E io invece lo sono (una quarantenne con una famiglia alle spalle !!

) ma secondo me i romanzi di Anne Tyler sono belli di per sé, anche a prescindere dalla capacità di immedesimazione del lettore !
Questo è quanto ho scritto nella J.E. su questo libro (di cui GrilloParlante ha fatto un ring):
Il tema della fuga (temporanea o duratura – con o senza cambiamento di identità) non è certo nuovo nella narrativa: basti pensare, tanto per fare solo due esempi, a “Il fu Mattia Pascal” di Pirandello o a “L’uomo che guardava passare i treni” di Simenon. E questo forse è dovuto al fatto che spesso può capitare a chiunque di attraversare momenti in cui si avrebbe voglia di scappare da tutto e da tutti, e ricominciare da capo.
Il contributo che la Tyler ha dato con questo romanzo al tema della fuga è, secondo me, proprio quello che ci si poteva aspettare da lei: la sua abilità principale, che a mio parere assurge proprio ad una caratteristica peculiare di questa scrittrice, consiste infatti nel raccontare vicende familiari, sottili equilibri sempre in bilico quando si tratta di convivenza, episodi anche un po’ particolari, ma sempre con toni non eclatanti, misurati, dedicando attenzione agli stati d’animo che anche i fatti più semplici della vita possono scatenare, piuttosto che agli eventi in sé.
Ci si può immedesimare oppure no con le scelte della protagonista (e questo dipende molto dal proprio carattere e dalla propria storia personale) ma questo non influisce, secondo me, sul valore del romanzo in sé, perché leggendolo ci si trova ad osservare uno spaccato di una storia familiare, e per apprezzarlo non è necessario riconoscersi nell’uno o nell’altro dei personaggi: si può tranquillamente assistere senza schierarsi, tale è la bravura della scrittrice nel presentarci personaggi, luoghi, scelte, pensieri.
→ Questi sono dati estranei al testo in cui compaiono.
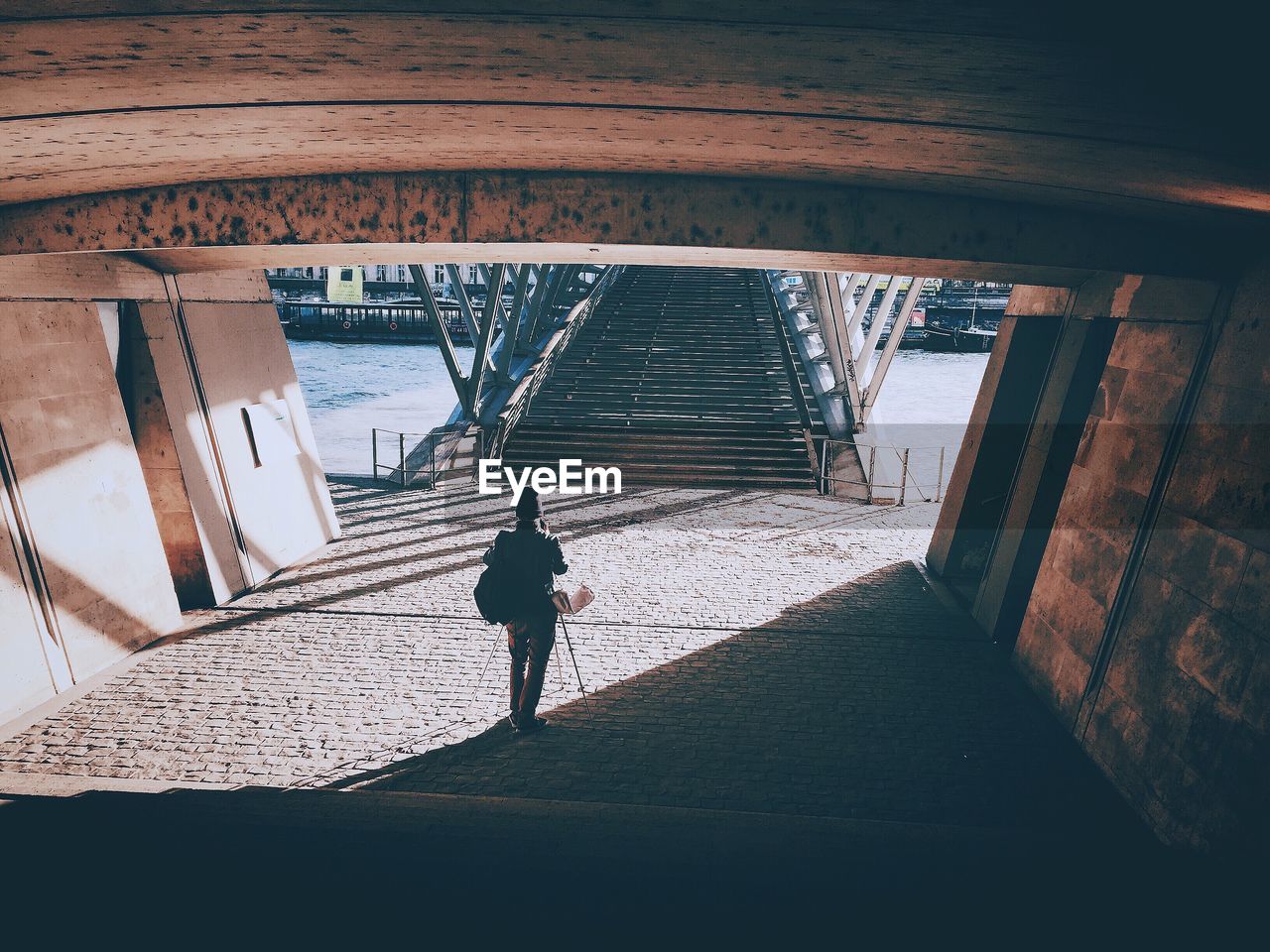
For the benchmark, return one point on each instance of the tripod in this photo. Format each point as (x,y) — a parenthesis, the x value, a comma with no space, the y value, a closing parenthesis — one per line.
(572,657)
Un altro pregio del romanzo, a mio avviso, consiste nel fatto che l’autrice non ha assunto toni moraleggianti, non ha preso le parti di nessuno dei personaggi: semplicemente ce li ha mostrati, nel loro essere e nel loro agire, lasciando a noi lettori qualsiasi considerazione al riguardo.
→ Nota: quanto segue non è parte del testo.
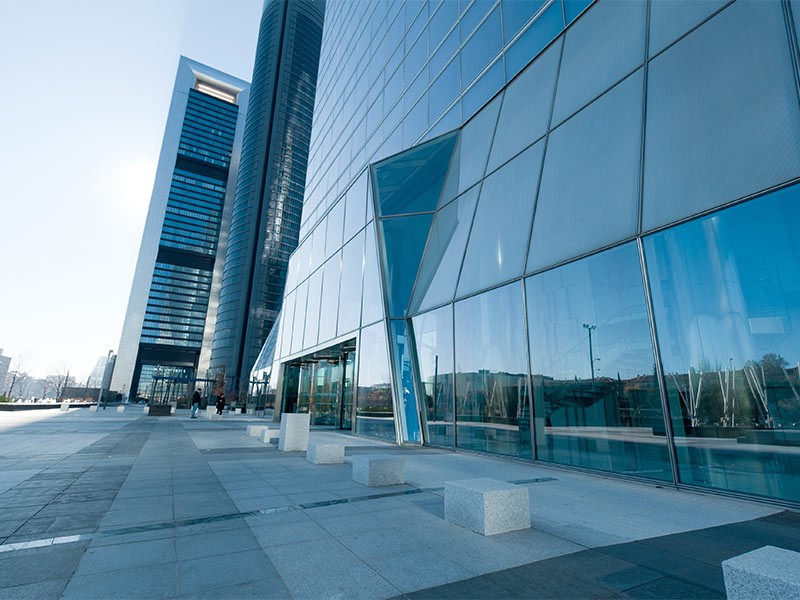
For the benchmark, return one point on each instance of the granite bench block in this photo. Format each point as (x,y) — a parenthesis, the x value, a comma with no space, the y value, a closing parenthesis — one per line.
(487,506)
(267,436)
(379,470)
(325,454)
(255,430)
(762,574)
(294,432)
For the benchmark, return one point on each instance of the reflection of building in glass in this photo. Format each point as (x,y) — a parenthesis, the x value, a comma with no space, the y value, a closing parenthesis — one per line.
(492,182)
(166,337)
(269,190)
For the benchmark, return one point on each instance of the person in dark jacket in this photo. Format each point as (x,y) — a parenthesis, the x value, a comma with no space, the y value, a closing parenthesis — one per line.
(196,398)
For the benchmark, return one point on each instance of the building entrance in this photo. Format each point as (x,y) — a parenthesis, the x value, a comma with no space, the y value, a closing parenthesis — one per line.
(322,384)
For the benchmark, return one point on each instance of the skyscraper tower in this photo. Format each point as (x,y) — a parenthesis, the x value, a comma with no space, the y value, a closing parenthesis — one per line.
(166,337)
(268,202)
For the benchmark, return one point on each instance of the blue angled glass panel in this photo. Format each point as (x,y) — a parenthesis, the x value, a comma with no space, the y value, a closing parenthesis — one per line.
(591,63)
(408,414)
(499,236)
(526,108)
(596,398)
(726,300)
(535,38)
(374,405)
(492,404)
(404,239)
(433,341)
(412,181)
(472,152)
(438,275)
(670,19)
(590,181)
(738,126)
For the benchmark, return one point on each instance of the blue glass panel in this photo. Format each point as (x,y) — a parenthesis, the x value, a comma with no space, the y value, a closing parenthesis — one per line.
(438,274)
(404,382)
(412,181)
(543,31)
(526,108)
(499,236)
(404,239)
(492,404)
(350,294)
(737,129)
(596,204)
(517,13)
(670,19)
(596,398)
(433,337)
(590,64)
(481,48)
(726,300)
(374,406)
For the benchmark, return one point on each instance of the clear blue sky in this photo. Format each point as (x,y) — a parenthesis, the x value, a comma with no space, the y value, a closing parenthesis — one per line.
(86,87)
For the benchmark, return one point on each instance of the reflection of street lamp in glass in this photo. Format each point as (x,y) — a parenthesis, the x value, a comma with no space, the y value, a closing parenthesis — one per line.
(590,328)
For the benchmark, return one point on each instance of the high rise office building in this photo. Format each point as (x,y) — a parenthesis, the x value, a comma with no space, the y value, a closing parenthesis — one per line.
(269,191)
(558,230)
(166,336)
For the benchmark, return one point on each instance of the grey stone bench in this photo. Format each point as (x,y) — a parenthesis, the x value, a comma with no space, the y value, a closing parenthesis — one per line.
(325,454)
(294,432)
(255,430)
(487,506)
(762,574)
(267,435)
(379,469)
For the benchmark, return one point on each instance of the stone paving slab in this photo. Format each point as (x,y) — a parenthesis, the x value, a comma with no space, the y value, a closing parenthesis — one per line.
(168,507)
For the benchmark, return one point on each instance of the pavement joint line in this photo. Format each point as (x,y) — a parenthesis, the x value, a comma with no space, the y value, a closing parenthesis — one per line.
(228,517)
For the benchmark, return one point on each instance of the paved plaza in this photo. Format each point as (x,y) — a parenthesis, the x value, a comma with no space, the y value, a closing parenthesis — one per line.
(123,505)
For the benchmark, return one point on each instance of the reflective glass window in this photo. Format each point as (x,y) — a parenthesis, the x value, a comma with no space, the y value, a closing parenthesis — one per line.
(356,206)
(312,309)
(516,14)
(601,48)
(597,203)
(299,320)
(486,87)
(499,236)
(737,129)
(481,47)
(372,299)
(330,299)
(596,401)
(334,228)
(412,181)
(374,406)
(469,161)
(670,19)
(350,294)
(404,240)
(540,33)
(492,404)
(441,264)
(726,299)
(525,114)
(433,337)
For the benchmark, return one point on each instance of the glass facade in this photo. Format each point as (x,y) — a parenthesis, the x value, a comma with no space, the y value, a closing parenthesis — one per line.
(583,250)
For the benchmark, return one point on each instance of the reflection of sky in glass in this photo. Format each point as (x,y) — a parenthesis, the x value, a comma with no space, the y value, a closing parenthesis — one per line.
(604,292)
(727,286)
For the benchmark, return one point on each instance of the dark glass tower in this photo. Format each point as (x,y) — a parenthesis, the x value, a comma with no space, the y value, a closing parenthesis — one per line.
(167,334)
(269,193)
Infatti, se è vero che fin dalla primissima pagina si è forse un po’ portati a parteggiare per Delia (la vaghezza dei dettagli forniti dai familiari alla polizia subito dopo la scomparsa della donna basterebbe da sola a lasciare intuire che ci sia un certo disinteresse nei suoi confronti, oppure – e sarebbe anche peggio – una malcelata convinzione che lei non possa da sola organizzare e perseguire un piano di fuga realizzandosi in una nuova vita), è anche vero che nello sviluppo della storia, sia tramite i frequenti “ripensamenti” di Delia, sia grazie agli “stacchi” sui vari componenti della famiglia nel momento in cui intervengono nella nuova vita di lei, il lettore si trova a considerare che tutto sommato è vero il vecchio motto secondo cui la ragione non sta mai da una parte sola. E anche a concludere che non sempre le azioni sono determinate da razionalità, logica, calcolo, ma anche talvolta da un senso di abbandono al corso delle cose, da una sospensione della volontà di controllare gli eventi (aspirazione che ritengo molto umana, anche se sotto ad essa può nascondersi inconsciamente un intento di giustificazione per un atteggiamento a cui forse vorremmo abbandonarci più spesso di quanto non possiamo permetterci).
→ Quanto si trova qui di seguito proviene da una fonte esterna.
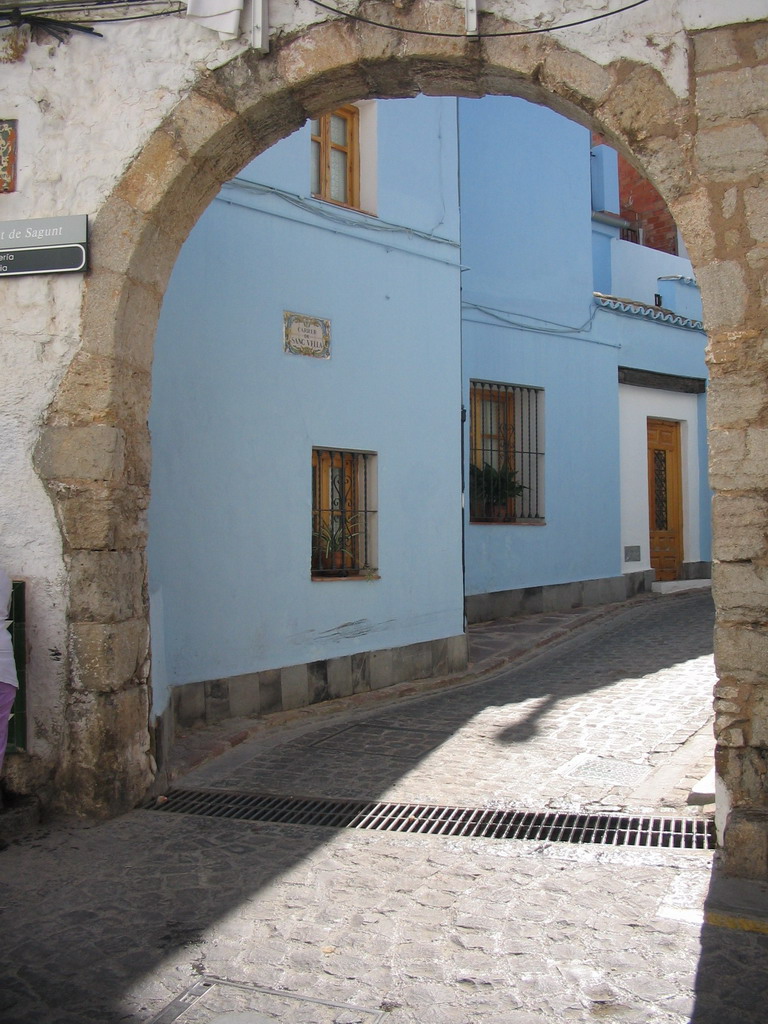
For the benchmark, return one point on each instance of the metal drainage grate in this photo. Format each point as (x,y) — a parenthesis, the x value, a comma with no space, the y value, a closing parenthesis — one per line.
(553,826)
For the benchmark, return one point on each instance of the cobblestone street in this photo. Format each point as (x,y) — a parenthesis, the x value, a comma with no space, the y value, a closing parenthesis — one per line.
(166,916)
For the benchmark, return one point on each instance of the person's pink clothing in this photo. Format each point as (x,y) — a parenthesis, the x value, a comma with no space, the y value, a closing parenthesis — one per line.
(8,680)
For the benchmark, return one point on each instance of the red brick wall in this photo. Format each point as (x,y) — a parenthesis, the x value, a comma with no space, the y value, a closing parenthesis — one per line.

Infine aggiungo una piccola nota riguardo ad un particolare della condotta di Delia nella sua nuova vita da “signorina Grinstead”, che confronterei volentieri con l’opinione di altri lettori: la grande importanza che Delia attribuisce alla propria immagine esteriore (abbigliamento, modo di camminare, abitudini), unita al fatto che comunque non abbia mai tentato di cambiare identità né di rompere definitivamente ogni collegamento con la sua famiglia, non lascia intendere che lei stessa, forse inconsapevolmente, intendesse fin dall’inizio questa sua fuga solo come una parentesi all’interno della sua “vera” vita, da tenere ben distinta, prima di tornare ad essere l’altra e “vera” se stessa ? Se così fosse, e sebbene il finale del romanzo non sia ben definito, si può allora ritenere che mentre la fuga è stata frutto di una scelta impulsiva e avventata, il periodo trascorso lontano da casa è stato invece un intervallo di tempo in cui maturare desideri, consapevolezze e giudizi quasi oggettivamente, come osservandosi da fuori, per poi affrontare un ritorno in famiglia a cui il matrimonio della figlia ha solo fornito l’occasione, non l’esclusiva giustificazione.